Restez informés

Paris sans frontières

1 février 2017

Visuel1

Un appel à projets pour abattre les frontières entre Paris et sa banlieue

Le boulevard entourant la capitale est rejeté de la ville, enfermant Paris dans ses 87 km intramuros. Les élus les Républicains au Conseil de Paris souhaitent faire de ce site, aujourd’hui périphérique, le véritable point central de l’agglomération parisienne. Il est difficile de dépasser, à moyen terme, la vocation première du périphérique. Captant chaque jour 1,3 million de véhicules, il constitue, aujourd’hui, l’épine dorsale du réseau routier métropolitain. Le renforcement des transports en commun à l’horizon 2030, grâce à la mise en œuvre du Grand Paris Express, ne suffira pas à épuiser les besoins en mobilité et d’approvisionnement de l’aire urbaine parisienne. La suppression pure et simple de cet axe relève donc de l’utopie. Ce n’est pas le périphérique qui est anachronique, mais la coupure urbaine qu’il représente entre Paris et sa banlieue.

6634755_51f70944-e63b-11e6-b46f-ca2197cc15c2-1_1000x625

Faire du périphérique un espace de respiration

Solidement ancré dans le quotidien des Parisiens, cet axe fait l’unanimité contre lui par l’image négative qu’il véhicule. Enfermant pour les uns, infranchissable pour les autres, le périphérique forme une barrière sclérosante qui nourrit les inégalités au cœur même de la métropole. Cette frontière tend d’ailleurs à se matérialiser davantage ces dernières années. Ainsi, la récente zone de circulation restreinte prend appui sur le périphérique pour délimiter l’espace privilégié en matière de qualité de l’air. Les émissions de bruit et de pollution, par les effets qu’elles causent sur la santé humaine, diminuent chaque jour l’espérance de vie des 100.000 riverains immédiats. Dès lors, travailler à l’effacement du périphérique participe directement et de manière radicale à l’amélioration du cadre de vie des habitants.

Capture d’écran 2017-01-29 à 17.53.21

Transformer les frontières actuelles en agora

Le périphérique a, pourtant, des atouts urbanistiques. Loin d’être une rocade inerte, il a su s’adapter aux contraintes spatiales qui sont autant de séquences à aménager selon une identité propre. Les friches et autres délaissés de voirie forment autant de lieux qui gagneraient à réintégrer l’espace urbain. Ce potentiel est pourtant tenu à l’écart du développement de la métropole. Quelques projets de couverture ont été menés à leur terme, mais d’autres ont été mis à l’arrêt. Les regards semblent ces dernières semaines portés exclusivement sur l’hypercentre de la ville, achevant de créer un Paris à plusieurs vitesses. Le lancement d’un appel à projets, visant à estomper le périphérique, n’a pas vocation à faire succéder une enceinte de béton par à une autre. Il s’agit de faire émerger des projets aussi créatifs que réalisables, variés et destinés à résoudre des problèmes laissés, depuis trop longtemps, de côté. Le sujet des portes de la capitale est un exemple parmi d’autres. Alors qu’elles devraient être les places du Grand Paris, elles marquent aujourd’hui davantage des frontières, tant elles sont imperméables pour nombre de personnes, en particulier les piétons et les cyclistes.

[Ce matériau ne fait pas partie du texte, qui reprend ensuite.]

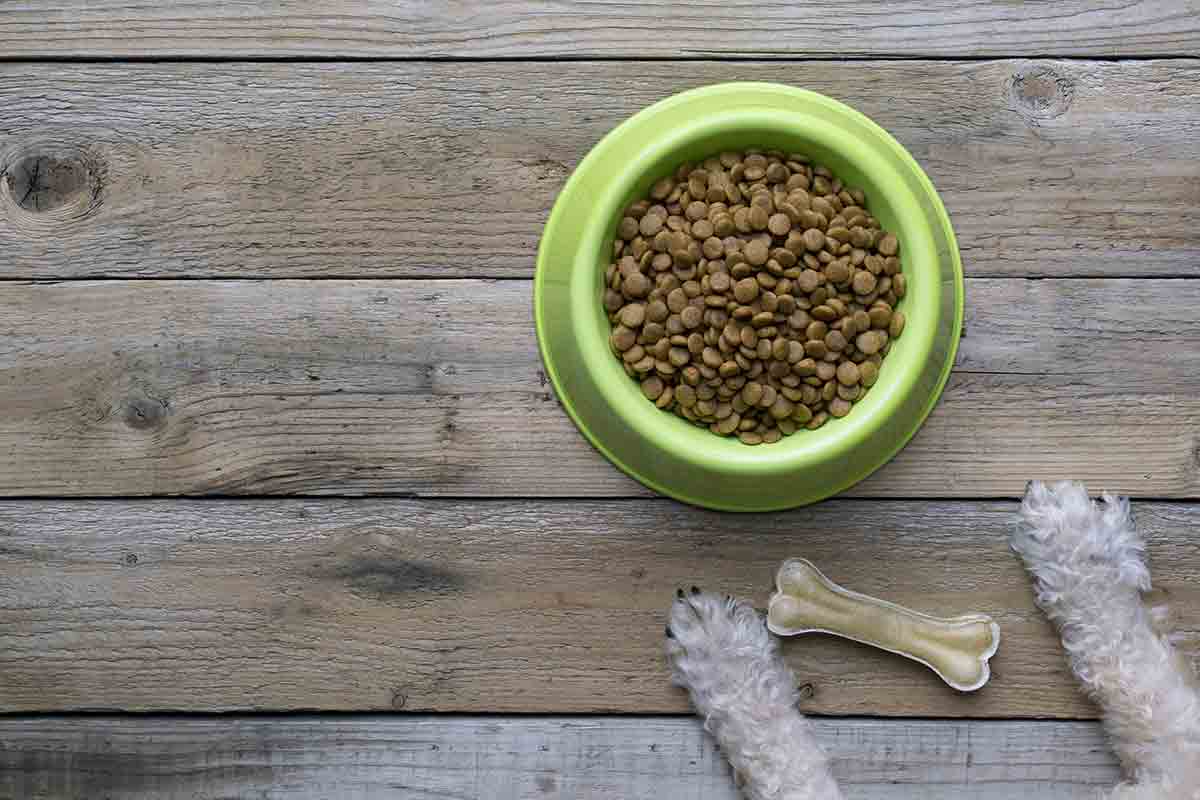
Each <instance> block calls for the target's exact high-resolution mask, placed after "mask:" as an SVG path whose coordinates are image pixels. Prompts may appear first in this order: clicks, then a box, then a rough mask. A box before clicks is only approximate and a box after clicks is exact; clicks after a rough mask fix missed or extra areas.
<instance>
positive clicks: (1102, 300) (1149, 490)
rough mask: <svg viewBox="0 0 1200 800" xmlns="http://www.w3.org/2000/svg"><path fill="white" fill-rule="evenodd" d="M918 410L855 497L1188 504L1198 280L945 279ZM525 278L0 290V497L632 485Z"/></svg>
mask: <svg viewBox="0 0 1200 800" xmlns="http://www.w3.org/2000/svg"><path fill="white" fill-rule="evenodd" d="M967 283H968V285H967V295H968V301H967V309H968V313H967V336H966V338H965V339H964V341H962V348H961V351H960V356H959V362H958V372H956V373H955V374H954V377H953V379H952V381H950V385H949V387H948V390H947V392H946V396H944V398H943V401H942V403H941V405H940V407H938V408H937V409H936V410H935V413H934V415H932V416H931V417H930V420H929V422H928V423H926V426H925V427H924V428H923V429H922V432H920V433H919V434H918V437H917V438H916V439H914V440H913V443H912V444H910V446H908V447H907V449H905V450H904V451H902V452H901V455H900V456H899V457H898V458H896V459H895V461H894V462H893V463H892V464H889V465H888V467H886V468H884V469H883V470H881V471H880V473H878V474H877V475H876V476H875V477H872V479H870V480H869V481H866V482H865V483H863V485H860V486H859V487H857V488H856V489H854V492H856V493H857V494H858V495H860V497H1019V495H1020V494H1021V493H1022V492H1024V487H1025V483H1026V481H1027V480H1030V479H1033V477H1046V479H1054V477H1062V476H1076V477H1080V479H1086V480H1088V481H1090V482H1092V485H1093V486H1096V487H1097V488H1099V487H1106V488H1110V489H1114V491H1120V492H1127V493H1133V494H1138V495H1141V497H1159V498H1169V497H1170V498H1190V497H1196V495H1198V494H1200V470H1198V458H1200V450H1198V445H1200V395H1198V389H1200V327H1198V326H1196V324H1195V308H1196V307H1198V306H1200V281H1193V279H1178V281H1134V279H1072V281H1013V279H972V281H968V282H967ZM530 309H532V300H530V288H529V284H528V283H527V282H524V281H493V282H487V281H391V282H389V281H278V282H276V281H272V282H245V281H242V282H210V281H199V282H194V281H193V282H174V281H150V282H148V281H133V282H125V281H104V282H95V283H89V282H67V283H60V284H23V283H7V284H5V288H4V291H2V293H0V333H2V338H0V408H4V409H5V414H4V415H2V417H0V443H2V447H4V452H5V457H4V458H0V494H5V495H10V497H13V495H18V497H24V495H80V494H82V495H133V494H294V493H307V494H313V493H318V494H371V493H389V494H396V493H407V494H421V495H456V497H461V495H520V497H533V495H559V497H564V495H565V497H578V495H606V497H613V495H617V497H623V495H642V494H646V491H644V489H642V487H641V486H638V485H637V483H635V482H634V481H631V480H629V479H626V477H625V476H624V475H623V474H620V473H619V471H617V470H616V469H614V468H613V467H611V465H610V464H608V463H607V462H606V461H605V459H604V458H601V457H600V456H599V455H598V453H596V452H594V451H593V450H592V447H590V446H589V445H588V444H587V443H586V440H584V439H583V438H582V437H581V435H580V434H578V432H577V431H576V429H575V427H574V426H572V425H571V422H570V421H569V419H568V417H566V415H565V414H564V413H563V410H562V409H560V408H559V407H558V404H557V403H556V402H553V395H552V390H551V387H550V386H548V385H547V384H546V379H545V375H544V374H542V373H541V369H540V367H541V365H540V361H539V356H538V351H536V342H535V336H534V330H533V324H532V320H530V315H532V312H530Z"/></svg>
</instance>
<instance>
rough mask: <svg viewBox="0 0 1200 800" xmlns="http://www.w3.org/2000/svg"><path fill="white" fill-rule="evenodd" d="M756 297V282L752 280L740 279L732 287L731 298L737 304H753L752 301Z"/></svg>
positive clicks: (756, 285) (753, 280)
mask: <svg viewBox="0 0 1200 800" xmlns="http://www.w3.org/2000/svg"><path fill="white" fill-rule="evenodd" d="M757 296H758V282H757V281H755V279H754V278H742V279H740V281H738V282H737V284H736V285H734V287H733V297H734V300H737V301H738V302H740V303H743V305H745V303H750V302H754V299H755V297H757Z"/></svg>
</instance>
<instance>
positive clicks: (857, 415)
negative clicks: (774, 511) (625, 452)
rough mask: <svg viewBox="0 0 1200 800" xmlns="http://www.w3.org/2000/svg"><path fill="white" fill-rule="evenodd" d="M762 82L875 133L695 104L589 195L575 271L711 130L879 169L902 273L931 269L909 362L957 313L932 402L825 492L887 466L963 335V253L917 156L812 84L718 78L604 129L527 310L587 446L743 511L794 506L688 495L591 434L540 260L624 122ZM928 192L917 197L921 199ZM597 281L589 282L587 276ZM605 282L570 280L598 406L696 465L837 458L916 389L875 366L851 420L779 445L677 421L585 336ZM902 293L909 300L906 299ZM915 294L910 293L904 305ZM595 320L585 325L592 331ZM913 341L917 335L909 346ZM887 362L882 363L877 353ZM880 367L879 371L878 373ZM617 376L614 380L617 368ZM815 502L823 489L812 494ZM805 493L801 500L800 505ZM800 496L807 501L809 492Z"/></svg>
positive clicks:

L’effacement du périphérique, dans le respect des contraintes spatiales, peut être envisagé sous de multiples formes. Des couvertures légères pourront succéder à des ouvrages plus denses, sans heurter la cohérence globale du boulevard. Il s’agira, évidemment, de satisfaire le souhait des Parisiens de voir une ville toujours plus durable et inclusive s’épanouir autour d’eux. Une ville, enfin, tournée vers l’extérieur et non plus recroquevillée sur elle même. Plusieurs décennies ont été nécessaires pour achever le périphérique. Sa transformation s’inscrira, également, dans le temps long. Les finances publiques sont, aujourd’hui, incapables de supporter le coût de la couverture intégrale ou de l’enfouissement du linéaire.

En privilégiant la forme d’appel à projets, l’objectif est d’assurer la viabilité financière des opérations à travers la valorisation foncière. Certaines portes pourraient accueillir des gestes architecturaux puissants, vecteurs de curiosité et de dynamisme pour le territoire. À l’évidence, Paris ne peut estomper la rupture avec sa banlieue sans associer largement ses partenaires institutionnels. Les communes riveraines, la métropole et la région devront, aux côtés de l’État, être pleinement associées aux différents projets. En matière d’urbanisme, les projets les plus ambitieux émergent souvent au sein d’espaces longtemps délaissés. Nous ne doutons pas que des équipes d’urbanistes de talents ne manqueront pas de se saisir de ce défi.